プーリア州の州都バーリ(Bari)の西およそ55㎞。
広大な田園風景が広がるアルタ・ムルジャ国立公園(Parco nazionale dell’Alta Murgia)北端の緩やかな丘の上にその城はある。
城にも色々あるけれど、はたしてこれを城と呼んでよいのか、そう感じてしまう不思議な建物。
13世紀半ばに、ローマ皇帝のフリードリヒ2世(フェデリコ2世/Federico II)が建てたということだが、見たところ、「戦いのための」というのでもなさそうだし、「住まい」にするには、ちょっと物足りない。
実際問題、何のために造られた城なのか よくわかっていないらしいのだが、私が勝手に想像するのは「壮大な秘密基地」説だ。
年代や、育った地域、環境にもよるが、
私たちが子供の頃、近所の林の中や、空き地の土管に「秘密基地」なるものを作った男子は多い。

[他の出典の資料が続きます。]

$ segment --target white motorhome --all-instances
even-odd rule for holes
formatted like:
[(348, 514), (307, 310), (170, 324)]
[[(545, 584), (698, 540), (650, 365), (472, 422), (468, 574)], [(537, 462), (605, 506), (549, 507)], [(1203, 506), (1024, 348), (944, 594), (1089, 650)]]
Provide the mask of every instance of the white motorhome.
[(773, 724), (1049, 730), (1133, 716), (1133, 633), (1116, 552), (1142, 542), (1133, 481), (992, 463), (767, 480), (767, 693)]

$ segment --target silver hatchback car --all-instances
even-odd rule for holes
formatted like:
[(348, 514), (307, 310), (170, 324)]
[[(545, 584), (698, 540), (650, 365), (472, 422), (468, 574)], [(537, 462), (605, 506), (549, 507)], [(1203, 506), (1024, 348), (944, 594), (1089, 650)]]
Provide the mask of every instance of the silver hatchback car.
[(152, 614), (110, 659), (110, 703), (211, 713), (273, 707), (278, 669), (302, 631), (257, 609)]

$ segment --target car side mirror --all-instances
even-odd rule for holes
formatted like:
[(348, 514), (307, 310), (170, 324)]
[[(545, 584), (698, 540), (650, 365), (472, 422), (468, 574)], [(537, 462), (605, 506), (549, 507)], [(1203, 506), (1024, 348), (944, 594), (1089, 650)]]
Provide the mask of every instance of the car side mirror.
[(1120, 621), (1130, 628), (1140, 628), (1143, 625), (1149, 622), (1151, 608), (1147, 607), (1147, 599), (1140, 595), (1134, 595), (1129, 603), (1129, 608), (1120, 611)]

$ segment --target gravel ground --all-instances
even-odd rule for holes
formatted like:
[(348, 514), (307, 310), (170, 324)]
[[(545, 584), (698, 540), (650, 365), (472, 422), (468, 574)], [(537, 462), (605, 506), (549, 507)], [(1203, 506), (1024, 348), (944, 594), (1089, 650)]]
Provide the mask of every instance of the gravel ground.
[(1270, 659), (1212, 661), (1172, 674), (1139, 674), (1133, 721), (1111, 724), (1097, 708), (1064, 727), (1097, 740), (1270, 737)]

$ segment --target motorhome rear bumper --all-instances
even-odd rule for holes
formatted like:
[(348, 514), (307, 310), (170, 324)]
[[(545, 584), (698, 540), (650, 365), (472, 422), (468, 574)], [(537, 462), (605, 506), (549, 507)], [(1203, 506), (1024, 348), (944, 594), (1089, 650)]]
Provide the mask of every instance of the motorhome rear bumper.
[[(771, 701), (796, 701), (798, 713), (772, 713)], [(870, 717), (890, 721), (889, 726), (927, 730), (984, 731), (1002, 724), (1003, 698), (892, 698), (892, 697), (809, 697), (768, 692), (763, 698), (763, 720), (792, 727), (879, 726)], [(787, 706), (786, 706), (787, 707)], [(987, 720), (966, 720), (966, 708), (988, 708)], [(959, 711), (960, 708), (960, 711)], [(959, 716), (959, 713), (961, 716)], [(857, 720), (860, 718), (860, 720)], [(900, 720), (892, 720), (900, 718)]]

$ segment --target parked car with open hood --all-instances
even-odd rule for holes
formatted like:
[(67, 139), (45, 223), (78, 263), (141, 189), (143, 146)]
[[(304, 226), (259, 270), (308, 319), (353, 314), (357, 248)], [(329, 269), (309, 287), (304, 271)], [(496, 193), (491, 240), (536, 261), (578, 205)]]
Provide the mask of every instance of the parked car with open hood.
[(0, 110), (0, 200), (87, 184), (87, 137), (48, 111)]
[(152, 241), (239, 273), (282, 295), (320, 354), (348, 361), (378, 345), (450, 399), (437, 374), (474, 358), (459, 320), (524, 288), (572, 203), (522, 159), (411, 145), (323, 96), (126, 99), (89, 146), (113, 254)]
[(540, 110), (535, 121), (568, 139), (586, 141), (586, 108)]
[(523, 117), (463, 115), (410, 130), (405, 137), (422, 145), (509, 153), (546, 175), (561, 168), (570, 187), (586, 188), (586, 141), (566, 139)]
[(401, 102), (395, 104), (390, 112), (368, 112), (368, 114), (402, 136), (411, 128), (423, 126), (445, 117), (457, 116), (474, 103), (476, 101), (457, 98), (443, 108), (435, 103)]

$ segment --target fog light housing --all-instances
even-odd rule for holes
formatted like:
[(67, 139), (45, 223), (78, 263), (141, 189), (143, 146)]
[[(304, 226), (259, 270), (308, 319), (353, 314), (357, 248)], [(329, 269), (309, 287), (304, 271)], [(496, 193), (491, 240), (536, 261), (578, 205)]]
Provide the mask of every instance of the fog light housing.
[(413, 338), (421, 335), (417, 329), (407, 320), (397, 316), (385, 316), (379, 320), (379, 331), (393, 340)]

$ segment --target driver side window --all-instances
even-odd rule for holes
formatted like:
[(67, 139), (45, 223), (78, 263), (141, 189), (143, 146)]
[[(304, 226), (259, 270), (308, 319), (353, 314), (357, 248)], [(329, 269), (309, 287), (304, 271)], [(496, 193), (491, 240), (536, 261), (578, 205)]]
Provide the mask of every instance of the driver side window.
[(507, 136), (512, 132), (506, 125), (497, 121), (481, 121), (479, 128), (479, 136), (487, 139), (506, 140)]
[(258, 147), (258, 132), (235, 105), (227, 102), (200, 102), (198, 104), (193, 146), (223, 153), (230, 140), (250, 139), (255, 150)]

ゲームや小道具を持ち寄って仲間と遊んだり、虫取りなど自然と戯れる研究拠点にしたりして利用していた。
木箱を用意するなどし、家へ連れて帰ることの叶わない、捨てられていた仔犬や子猫の世話をした 優しき少年少女もいただろう。
フリードリヒ2世さんも偉い人とはいえ人の子だ。しかも男子。
権力があるので、それなりのモノを作ることができる。
そして、おそらく学識があり、キチンとした性格の人物ではなかったか。
建物の形を見れば、何となく想像がつく。
横から見ている分には判らないが、城を真上から見ると、きっちり八角形に造られている。
また、その正八角形の八つの角それぞれに、正八角形の小塔が配置されている。
そして中庭も また正八角形。
この基地を使い、居城ではできない遊びや自然観察、勉強や何かの試みなど、様々な楽しみを行ったのではないか。
数字の8を美しく城に溶け込ませる建築自体も楽しみながら・・・。
と、ここで気がついた。
「カステル・デル・モンテ=秘密基地」説を思い切って唱えてみたが、秘密基地は「秘密」でなければいけないのだった。
ここはなだらかな丘の上。周辺地域を見下ろしても、何もない。
茂みの中に隠されているわけでもなく、サンダーバードの基地のように地下にあるわけでもない。
この城は 傍からチョー丸見え。とても秘密には できそうもない。。。
私が立てた説は、あっけなく崩れ去った。